Wednesday, September 5, 2007

How many times do you believe a liar?


I confess. I have been called "Old Testament"in my proclivity to see the world in terms of black and white. Good and evil. Right and wrong. It's probably true. I am exacting and I expect to be told the truth when I'm spoken to. When I'm lied to, I get pissed and I'm apt to boycott or go elsewhere with my business. Or my career.

That's why I ignore the President when he says the surge is working. I'll ignore General Petraeus when he says the surge is working. And I ignore virtually any message from virtually every phone company, airline, candidate, big-box-retailer, etc. It's all a crock of crap. Yesterday, Ad Age reported that AT&T's claim of "fewest dropped calls" (a claim they backed by nearly $1 billion of ad spend) was "inflated." As were nearly all telco claims backed by $5 billion of spend. http://adage.com/article?article_id=120207

The advertising industry (that's us) is both the propagator and the victim of these falsehoods. Our work is ignored because we've lied too often. Because we produce messages that no one believes we're regarded by clients as a commodity and a cost center.

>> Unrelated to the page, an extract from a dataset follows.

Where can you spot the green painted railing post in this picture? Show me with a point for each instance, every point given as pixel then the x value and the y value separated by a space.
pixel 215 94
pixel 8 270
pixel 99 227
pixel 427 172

So the question I think for us is this: Is there a way to be honest, to become credible, to actually communicate useful consumer information in an executionally brilliant way? In short, how can advertising become influential again?

1 comment:

  1. Thomas Friedman (who is someone I trust) writes honestly from Baghdad "Good news: the surge is tamping down violence. Bad news: the relative calm stems largley from a Sunni-Sunni war that has pushed mainstream Iraqi Sunnis into our camp to fight the jihadist Sunnis--rather than from any real Sunni-Shiite reapprochment."

    Fortunately TF doe not discuss advertising much.